The amount of money generated by immigrant-owned companies is staggering, adding up to more than $775 billion in sales in 2010. These companies employ 1 in 10 of all Americans who work in the private sector and pay out an estimated $126 billion in wages every year. With immigrants responsible for so much of the nation’s prosperity, one would think that the pathway to citizenship would be simple for any driven, qualified candidate. However, the unfortunate reality is that many foreigners have difficulty even obtaining temporary H-1B visas so they can work in the U.S. Meanwhile, other countries have streamlined their immigration policies in order to bring in as much outside talent as possible.

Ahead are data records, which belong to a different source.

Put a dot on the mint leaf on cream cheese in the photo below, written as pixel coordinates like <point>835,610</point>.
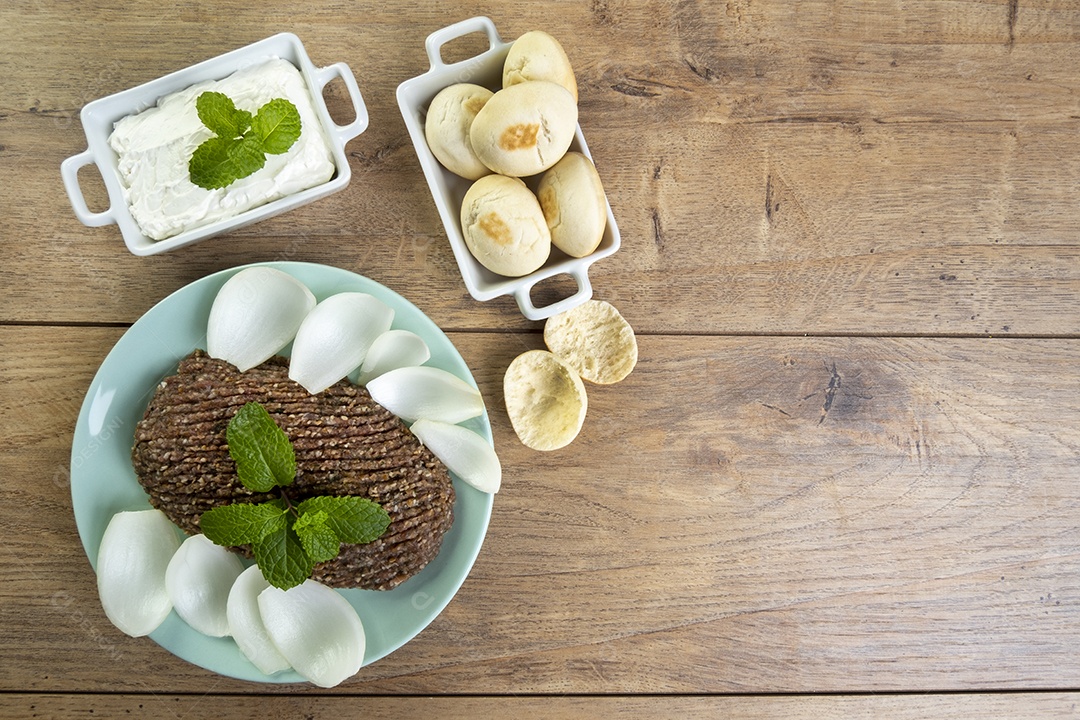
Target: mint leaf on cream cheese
<point>217,111</point>
<point>241,140</point>
<point>278,125</point>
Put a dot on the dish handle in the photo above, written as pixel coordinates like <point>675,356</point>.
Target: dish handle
<point>322,77</point>
<point>435,41</point>
<point>69,172</point>
<point>580,275</point>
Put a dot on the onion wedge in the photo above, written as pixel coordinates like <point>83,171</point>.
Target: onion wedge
<point>390,351</point>
<point>245,622</point>
<point>255,314</point>
<point>199,579</point>
<point>334,338</point>
<point>426,392</point>
<point>466,453</point>
<point>315,629</point>
<point>134,554</point>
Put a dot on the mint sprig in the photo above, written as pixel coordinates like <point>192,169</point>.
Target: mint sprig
<point>286,539</point>
<point>241,140</point>
<point>264,456</point>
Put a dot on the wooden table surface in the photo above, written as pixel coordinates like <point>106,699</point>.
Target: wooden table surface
<point>842,480</point>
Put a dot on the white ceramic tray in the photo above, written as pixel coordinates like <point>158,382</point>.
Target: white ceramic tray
<point>98,118</point>
<point>414,96</point>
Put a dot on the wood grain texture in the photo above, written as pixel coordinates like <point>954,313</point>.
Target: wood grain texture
<point>841,480</point>
<point>824,514</point>
<point>1021,706</point>
<point>800,167</point>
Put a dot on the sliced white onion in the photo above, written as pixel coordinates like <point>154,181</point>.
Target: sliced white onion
<point>334,338</point>
<point>390,351</point>
<point>255,314</point>
<point>426,392</point>
<point>199,579</point>
<point>245,622</point>
<point>316,630</point>
<point>131,570</point>
<point>466,453</point>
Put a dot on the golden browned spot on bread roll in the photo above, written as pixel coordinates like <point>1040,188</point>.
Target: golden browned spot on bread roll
<point>595,340</point>
<point>503,226</point>
<point>545,399</point>
<point>571,197</point>
<point>525,128</point>
<point>446,128</point>
<point>537,55</point>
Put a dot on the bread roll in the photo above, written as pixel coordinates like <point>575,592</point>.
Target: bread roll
<point>446,127</point>
<point>537,55</point>
<point>503,226</point>
<point>545,399</point>
<point>595,340</point>
<point>571,198</point>
<point>525,128</point>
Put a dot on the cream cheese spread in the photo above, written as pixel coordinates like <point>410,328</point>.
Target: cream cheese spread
<point>156,145</point>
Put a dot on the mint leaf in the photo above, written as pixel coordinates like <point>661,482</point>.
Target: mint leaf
<point>242,524</point>
<point>319,541</point>
<point>352,519</point>
<point>278,125</point>
<point>218,162</point>
<point>217,111</point>
<point>241,141</point>
<point>264,456</point>
<point>282,558</point>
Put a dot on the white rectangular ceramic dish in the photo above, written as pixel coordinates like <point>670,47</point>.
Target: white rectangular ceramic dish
<point>98,118</point>
<point>414,96</point>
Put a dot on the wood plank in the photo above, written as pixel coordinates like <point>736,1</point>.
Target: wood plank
<point>739,515</point>
<point>899,707</point>
<point>894,162</point>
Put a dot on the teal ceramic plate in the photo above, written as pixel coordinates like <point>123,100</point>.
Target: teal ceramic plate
<point>104,483</point>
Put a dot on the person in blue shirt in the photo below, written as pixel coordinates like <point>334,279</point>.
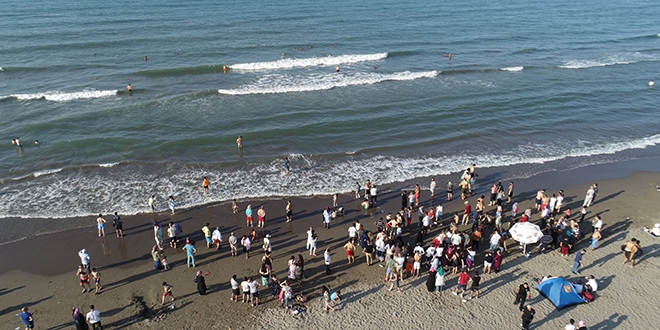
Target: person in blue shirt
<point>27,319</point>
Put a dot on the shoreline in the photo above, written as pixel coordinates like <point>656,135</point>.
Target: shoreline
<point>23,228</point>
<point>38,271</point>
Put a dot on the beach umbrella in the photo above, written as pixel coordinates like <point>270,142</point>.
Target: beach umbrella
<point>526,232</point>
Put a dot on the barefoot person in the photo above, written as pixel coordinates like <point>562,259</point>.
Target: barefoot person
<point>100,223</point>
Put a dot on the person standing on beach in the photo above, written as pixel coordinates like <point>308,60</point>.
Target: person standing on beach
<point>167,292</point>
<point>289,211</point>
<point>27,318</point>
<point>232,244</point>
<point>94,318</point>
<point>97,281</point>
<point>245,242</point>
<point>589,198</point>
<point>190,253</point>
<point>577,262</point>
<point>100,223</point>
<point>261,213</point>
<point>119,225</point>
<point>432,187</point>
<point>216,237</point>
<point>152,203</point>
<point>172,204</point>
<point>527,317</point>
<point>248,215</point>
<point>522,293</point>
<point>205,185</point>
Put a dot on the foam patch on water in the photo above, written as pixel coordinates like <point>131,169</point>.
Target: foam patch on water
<point>622,59</point>
<point>71,193</point>
<point>63,96</point>
<point>289,63</point>
<point>513,68</point>
<point>271,84</point>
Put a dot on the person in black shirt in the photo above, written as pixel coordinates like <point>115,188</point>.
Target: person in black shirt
<point>522,294</point>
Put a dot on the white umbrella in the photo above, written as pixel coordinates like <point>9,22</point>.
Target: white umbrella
<point>525,232</point>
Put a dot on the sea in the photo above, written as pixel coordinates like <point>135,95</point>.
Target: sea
<point>531,87</point>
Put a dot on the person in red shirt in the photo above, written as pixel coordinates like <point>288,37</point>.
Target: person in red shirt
<point>466,214</point>
<point>463,279</point>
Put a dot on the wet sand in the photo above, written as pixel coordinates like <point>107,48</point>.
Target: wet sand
<point>39,271</point>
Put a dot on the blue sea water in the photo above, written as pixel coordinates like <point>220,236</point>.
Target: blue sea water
<point>533,86</point>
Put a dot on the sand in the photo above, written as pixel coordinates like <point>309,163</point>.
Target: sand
<point>39,271</point>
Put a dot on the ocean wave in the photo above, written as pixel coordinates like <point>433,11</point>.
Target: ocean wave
<point>70,193</point>
<point>62,96</point>
<point>622,59</point>
<point>289,63</point>
<point>513,68</point>
<point>271,84</point>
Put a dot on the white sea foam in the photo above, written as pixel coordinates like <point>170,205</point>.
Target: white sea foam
<point>108,165</point>
<point>621,59</point>
<point>270,84</point>
<point>63,96</point>
<point>513,68</point>
<point>289,63</point>
<point>46,172</point>
<point>68,193</point>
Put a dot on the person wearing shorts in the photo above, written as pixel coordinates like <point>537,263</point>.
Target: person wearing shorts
<point>167,292</point>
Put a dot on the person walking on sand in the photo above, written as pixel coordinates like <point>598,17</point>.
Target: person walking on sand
<point>232,244</point>
<point>522,293</point>
<point>577,262</point>
<point>326,258</point>
<point>216,237</point>
<point>97,281</point>
<point>527,317</point>
<point>190,253</point>
<point>172,204</point>
<point>94,318</point>
<point>167,292</point>
<point>261,213</point>
<point>152,203</point>
<point>100,222</point>
<point>289,211</point>
<point>245,242</point>
<point>27,318</point>
<point>205,185</point>
<point>248,216</point>
<point>119,225</point>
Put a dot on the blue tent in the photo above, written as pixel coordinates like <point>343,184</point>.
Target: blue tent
<point>560,291</point>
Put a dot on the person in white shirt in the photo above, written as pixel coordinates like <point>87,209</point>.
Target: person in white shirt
<point>94,318</point>
<point>591,281</point>
<point>432,187</point>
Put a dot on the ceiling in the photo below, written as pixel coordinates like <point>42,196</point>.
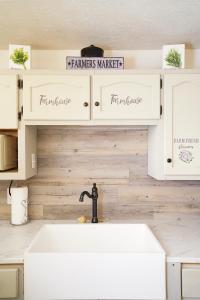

For instance, Canada recently advertised its revamped immigration laws with a billboard in Silicon Valley that read, “H-1B Problems? Pivot to Canada.” Besides trying to poach skilled engineers from Google and Apple, the Canadian billboard also carries a significant symbolic message to the industry. After all, the success of tech was largely immigrant-driven: non-native entrepreneurs founded 52 percent of Silicon Valley startups between 1995 and 2005. By 2012, those companies were employing 560,000 workers and generating $63 billion in sales. Now, though, the number of businesses in the area begun by immigrants has declined by 8.5 percent. “Companies are in a global competition for talent, and other countries are rolling out the red carpet for them while we are rolling out the red tape,” said Emily Lam of the Silicon Valley Leadership Group. While President Obama has said he could soon implement key immigration reforms with an executive order, many believe that the problem has grown so big that it can only be solved by legislation passed by Congress.
- Why do immigrants start the majority of new businesses in the U.S?
- Would it be a good idea for the U.S. to expand the H-1B program?